WHAT THIS STUDY ADDS
In patients with recent transient ischaemic attacks (TIA) or minor stroke, the burden of retinal abnormalities was not associated with recurrent vascular events.
HOW THIS STUDY MIGHT AFFECT RESEARCH, PRACTICE OR POLICY
Although we did not show a general association between fundus changes and subsequent vascular events, retinal imaging might be useful in a subset of patients with diabetes and hypertension for identifiying those at risk for recurrent ischaemic stroke.
Microvascular changes of the retina have been linked to a higher risk of incidental ischaemic stroke as well as cardiovascular and all-cause mortality independent of long-established risk factors such as arterial hypertension and diabetes mellitus.1–3
In particular, associations between retinal changes and cerebrovascular diseases were extensively investigated as the retina embryologically developed from the neural plate and therefore may act as a surrogate for the cerebral microvasculature.4 Furthermore, alterations in retinal vessels might reflect pathologies in the systemic microcirculation of other organs especially in the heart5 and kidneys.6 These relationships have been shown predominantly in individuals free of any vascular event.

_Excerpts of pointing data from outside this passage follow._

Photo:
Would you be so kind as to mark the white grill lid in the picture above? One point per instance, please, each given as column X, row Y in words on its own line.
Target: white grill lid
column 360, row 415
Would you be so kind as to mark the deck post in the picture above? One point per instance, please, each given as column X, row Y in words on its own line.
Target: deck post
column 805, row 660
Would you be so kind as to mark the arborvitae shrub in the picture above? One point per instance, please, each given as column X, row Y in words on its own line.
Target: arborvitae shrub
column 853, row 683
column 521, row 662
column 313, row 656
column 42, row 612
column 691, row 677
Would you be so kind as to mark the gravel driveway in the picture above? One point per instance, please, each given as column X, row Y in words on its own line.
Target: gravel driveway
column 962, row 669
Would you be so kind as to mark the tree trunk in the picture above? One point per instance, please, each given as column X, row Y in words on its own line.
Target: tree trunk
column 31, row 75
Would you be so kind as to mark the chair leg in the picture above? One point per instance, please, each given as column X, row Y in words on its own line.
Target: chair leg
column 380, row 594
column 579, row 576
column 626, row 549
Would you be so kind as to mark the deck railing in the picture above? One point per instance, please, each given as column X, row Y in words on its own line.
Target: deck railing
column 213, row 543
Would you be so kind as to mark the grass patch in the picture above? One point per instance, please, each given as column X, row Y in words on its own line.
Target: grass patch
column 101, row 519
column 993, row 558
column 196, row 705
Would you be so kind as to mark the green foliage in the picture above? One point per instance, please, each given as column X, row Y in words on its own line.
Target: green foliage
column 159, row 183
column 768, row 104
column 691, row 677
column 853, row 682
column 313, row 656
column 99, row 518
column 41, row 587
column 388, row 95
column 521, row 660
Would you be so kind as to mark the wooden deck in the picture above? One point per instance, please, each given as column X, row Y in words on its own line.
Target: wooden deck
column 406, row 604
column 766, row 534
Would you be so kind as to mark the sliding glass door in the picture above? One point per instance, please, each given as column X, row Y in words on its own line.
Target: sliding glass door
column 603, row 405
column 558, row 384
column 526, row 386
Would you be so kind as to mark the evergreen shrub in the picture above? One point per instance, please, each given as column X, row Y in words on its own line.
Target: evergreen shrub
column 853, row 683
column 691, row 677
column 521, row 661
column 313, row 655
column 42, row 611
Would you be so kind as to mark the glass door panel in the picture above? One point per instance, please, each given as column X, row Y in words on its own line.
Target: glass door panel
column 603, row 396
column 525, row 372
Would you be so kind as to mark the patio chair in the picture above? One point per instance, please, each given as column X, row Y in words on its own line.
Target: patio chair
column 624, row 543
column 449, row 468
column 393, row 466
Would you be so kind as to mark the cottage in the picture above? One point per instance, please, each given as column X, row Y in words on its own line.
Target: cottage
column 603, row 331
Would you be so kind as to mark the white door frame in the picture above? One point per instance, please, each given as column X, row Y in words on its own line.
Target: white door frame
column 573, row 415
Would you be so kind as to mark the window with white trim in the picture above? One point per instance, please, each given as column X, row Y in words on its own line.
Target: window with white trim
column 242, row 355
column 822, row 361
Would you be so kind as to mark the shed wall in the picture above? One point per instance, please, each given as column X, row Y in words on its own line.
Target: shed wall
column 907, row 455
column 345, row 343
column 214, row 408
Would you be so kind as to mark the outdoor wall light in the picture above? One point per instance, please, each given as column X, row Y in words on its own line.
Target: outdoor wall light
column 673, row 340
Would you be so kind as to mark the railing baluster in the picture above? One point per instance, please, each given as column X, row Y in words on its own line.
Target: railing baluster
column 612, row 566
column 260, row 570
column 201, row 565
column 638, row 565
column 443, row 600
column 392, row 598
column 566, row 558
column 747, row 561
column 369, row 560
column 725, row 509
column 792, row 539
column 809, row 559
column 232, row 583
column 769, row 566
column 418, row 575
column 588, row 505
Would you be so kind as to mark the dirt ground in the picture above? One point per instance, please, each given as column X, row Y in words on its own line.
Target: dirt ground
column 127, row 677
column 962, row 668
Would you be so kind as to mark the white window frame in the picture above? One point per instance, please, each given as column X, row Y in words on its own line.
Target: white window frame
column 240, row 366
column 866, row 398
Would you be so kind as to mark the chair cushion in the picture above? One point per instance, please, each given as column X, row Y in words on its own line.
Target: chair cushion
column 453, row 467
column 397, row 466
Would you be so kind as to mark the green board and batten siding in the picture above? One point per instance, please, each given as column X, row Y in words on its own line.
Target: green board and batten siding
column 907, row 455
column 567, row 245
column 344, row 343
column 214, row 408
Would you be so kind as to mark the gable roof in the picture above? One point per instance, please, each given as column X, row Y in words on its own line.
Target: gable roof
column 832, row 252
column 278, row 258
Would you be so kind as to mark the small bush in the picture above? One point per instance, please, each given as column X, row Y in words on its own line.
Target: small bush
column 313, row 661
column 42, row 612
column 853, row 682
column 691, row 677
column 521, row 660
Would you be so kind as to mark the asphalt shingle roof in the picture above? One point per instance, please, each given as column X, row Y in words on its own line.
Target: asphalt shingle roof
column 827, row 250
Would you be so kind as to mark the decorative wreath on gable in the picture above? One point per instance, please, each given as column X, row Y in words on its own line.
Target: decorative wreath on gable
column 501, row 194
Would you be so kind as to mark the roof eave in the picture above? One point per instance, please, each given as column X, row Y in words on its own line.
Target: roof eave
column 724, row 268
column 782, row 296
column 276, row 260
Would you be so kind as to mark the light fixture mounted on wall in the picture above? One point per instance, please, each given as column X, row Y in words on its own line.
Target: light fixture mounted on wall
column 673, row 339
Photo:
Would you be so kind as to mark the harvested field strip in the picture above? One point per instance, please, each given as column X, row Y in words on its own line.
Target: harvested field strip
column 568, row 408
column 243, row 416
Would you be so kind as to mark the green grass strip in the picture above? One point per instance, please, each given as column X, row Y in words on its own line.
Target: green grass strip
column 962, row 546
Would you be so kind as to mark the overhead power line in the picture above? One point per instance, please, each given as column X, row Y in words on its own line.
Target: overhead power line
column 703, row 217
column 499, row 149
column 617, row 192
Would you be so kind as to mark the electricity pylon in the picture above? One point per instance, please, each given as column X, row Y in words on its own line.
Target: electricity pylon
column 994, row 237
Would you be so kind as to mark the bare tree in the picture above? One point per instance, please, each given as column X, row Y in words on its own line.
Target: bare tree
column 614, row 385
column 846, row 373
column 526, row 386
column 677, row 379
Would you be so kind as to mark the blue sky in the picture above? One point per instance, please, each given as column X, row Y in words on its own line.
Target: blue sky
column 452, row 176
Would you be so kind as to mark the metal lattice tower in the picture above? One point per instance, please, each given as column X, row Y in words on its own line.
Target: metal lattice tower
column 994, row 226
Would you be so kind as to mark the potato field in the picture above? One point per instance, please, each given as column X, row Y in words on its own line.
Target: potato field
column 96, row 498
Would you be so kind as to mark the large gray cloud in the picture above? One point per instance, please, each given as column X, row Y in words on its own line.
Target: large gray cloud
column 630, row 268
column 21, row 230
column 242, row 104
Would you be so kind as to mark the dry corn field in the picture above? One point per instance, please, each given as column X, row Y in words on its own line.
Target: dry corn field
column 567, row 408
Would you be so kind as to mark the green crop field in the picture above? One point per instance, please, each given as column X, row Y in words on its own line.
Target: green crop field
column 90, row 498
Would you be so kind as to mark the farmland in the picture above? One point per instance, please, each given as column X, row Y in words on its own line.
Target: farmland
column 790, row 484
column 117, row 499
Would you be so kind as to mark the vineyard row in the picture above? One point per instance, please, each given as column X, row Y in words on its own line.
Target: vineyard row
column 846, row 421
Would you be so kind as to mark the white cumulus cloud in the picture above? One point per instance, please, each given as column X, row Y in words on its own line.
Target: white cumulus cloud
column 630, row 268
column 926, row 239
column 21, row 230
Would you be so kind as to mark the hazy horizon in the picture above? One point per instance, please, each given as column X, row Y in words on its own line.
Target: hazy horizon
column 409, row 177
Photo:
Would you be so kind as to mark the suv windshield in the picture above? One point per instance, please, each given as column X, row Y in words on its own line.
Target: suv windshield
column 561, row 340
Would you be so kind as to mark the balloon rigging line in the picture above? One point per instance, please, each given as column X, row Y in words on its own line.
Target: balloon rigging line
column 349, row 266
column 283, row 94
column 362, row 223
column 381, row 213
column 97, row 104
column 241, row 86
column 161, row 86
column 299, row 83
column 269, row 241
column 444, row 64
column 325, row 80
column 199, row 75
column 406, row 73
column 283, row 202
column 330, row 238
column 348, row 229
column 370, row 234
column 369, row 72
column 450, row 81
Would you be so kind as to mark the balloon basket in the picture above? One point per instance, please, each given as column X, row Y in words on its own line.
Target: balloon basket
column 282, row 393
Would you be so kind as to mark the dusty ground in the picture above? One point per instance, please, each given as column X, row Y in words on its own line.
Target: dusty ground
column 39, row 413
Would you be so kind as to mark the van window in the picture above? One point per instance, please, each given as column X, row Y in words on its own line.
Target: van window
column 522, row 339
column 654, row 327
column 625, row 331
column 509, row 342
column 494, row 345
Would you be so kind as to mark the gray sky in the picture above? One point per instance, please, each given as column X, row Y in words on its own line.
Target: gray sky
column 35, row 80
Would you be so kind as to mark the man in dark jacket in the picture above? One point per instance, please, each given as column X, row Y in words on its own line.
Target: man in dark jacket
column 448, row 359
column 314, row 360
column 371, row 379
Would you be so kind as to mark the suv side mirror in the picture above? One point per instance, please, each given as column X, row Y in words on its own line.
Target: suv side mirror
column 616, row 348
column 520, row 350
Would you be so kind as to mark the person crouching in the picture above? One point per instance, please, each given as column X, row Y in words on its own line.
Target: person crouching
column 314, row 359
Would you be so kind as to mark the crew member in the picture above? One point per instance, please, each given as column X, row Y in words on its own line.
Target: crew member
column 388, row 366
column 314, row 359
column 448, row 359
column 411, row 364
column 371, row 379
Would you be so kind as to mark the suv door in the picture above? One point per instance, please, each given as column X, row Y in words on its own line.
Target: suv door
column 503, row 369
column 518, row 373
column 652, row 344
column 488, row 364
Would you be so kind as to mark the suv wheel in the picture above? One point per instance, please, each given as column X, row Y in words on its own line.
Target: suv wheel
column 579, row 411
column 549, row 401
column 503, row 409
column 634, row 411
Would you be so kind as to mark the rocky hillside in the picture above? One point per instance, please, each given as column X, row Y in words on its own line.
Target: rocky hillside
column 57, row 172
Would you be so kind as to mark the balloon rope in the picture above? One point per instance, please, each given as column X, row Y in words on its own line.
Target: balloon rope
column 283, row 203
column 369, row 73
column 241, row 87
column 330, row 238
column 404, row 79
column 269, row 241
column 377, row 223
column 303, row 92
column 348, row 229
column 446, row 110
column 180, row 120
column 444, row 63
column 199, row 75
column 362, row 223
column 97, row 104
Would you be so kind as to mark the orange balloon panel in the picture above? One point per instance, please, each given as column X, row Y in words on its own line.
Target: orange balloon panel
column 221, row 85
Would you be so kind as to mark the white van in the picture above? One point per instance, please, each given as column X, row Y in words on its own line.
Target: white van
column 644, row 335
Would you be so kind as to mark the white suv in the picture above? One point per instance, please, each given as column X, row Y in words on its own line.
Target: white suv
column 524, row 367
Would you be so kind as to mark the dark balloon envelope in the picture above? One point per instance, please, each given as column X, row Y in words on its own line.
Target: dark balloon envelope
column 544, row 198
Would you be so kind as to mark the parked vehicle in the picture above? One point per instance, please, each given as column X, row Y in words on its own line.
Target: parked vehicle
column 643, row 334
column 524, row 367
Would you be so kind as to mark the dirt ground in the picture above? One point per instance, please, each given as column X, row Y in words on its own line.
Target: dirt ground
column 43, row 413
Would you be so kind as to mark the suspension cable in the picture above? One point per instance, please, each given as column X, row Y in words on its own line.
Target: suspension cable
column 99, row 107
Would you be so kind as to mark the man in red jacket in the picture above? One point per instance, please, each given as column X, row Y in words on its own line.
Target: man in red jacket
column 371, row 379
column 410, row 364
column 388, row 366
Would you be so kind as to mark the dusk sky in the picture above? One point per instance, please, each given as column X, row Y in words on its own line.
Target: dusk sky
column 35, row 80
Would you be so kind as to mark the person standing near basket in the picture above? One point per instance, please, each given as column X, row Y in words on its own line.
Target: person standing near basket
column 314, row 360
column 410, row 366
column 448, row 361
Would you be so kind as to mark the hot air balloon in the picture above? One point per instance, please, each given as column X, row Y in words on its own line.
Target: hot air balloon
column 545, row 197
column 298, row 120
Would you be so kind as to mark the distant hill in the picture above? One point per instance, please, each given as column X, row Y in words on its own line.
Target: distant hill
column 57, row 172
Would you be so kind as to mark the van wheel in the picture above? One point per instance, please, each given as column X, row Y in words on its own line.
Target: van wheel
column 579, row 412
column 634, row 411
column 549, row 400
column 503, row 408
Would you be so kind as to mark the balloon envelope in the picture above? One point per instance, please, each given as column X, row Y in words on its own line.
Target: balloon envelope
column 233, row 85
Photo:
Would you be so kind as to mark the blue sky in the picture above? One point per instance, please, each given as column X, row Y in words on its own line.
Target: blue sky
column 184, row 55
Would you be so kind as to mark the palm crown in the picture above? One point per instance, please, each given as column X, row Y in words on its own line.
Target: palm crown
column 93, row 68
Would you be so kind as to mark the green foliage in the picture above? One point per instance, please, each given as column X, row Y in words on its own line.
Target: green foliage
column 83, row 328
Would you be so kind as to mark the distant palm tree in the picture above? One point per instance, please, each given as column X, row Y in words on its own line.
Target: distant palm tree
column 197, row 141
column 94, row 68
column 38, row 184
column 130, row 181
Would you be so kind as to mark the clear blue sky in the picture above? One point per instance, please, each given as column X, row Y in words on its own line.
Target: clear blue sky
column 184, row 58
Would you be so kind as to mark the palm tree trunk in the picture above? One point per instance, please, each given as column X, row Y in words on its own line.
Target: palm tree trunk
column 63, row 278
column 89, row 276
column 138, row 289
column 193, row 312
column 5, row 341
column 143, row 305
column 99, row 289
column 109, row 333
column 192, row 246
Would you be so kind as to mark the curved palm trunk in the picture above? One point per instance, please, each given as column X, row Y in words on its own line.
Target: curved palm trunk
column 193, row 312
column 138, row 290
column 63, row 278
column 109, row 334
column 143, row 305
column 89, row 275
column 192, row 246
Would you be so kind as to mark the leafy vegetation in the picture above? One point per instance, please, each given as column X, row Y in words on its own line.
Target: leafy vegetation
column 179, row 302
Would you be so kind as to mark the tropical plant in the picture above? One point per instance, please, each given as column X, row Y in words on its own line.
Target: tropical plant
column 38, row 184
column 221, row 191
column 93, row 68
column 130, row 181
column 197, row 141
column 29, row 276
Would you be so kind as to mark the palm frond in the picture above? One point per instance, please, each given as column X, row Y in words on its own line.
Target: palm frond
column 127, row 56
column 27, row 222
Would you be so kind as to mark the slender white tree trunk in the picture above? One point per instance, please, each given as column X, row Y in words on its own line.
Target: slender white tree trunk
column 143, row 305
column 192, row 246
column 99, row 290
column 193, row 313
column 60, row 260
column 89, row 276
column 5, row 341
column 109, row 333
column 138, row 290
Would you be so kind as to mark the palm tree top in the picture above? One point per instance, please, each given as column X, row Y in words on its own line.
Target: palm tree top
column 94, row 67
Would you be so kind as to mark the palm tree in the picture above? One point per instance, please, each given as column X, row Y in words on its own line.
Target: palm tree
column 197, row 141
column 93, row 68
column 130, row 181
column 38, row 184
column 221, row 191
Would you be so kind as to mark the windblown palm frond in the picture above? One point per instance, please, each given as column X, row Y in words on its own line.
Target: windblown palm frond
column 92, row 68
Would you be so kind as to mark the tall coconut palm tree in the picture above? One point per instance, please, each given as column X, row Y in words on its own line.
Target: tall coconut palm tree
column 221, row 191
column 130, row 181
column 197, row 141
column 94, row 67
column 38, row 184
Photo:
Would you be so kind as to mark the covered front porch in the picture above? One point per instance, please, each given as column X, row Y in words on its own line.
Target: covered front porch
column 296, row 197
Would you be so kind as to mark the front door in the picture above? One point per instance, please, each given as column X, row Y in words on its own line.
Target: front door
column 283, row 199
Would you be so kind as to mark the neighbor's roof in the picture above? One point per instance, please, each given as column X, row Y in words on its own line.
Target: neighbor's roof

Patients with recent transient ischaemic attack (TIA) or minor stroke are at particular risk for developing subsequent strokes.7 In addition, these patients have an increased risk for other cardiovascular events such as myocardial infarction or vascular death.8 Even though prediction scores, such as the ABCD2 (acronym for age, blood pressure, clinical findings, duration of symptoms and presence or absence of diabetes) score, have shown good predictive value for short-time prognosis after TIA, there remain uncertainties regarding the long-term risk for recurrent adverse events. Fundus photography might offer an additional tool for stratifying those patients, as assessment of the retinal microvasculature might help in predicting future cardiovascular events.9
Prior studies mainly focused on predicting major vascular events through fundus photography in individuals without history of cerebrovascular events.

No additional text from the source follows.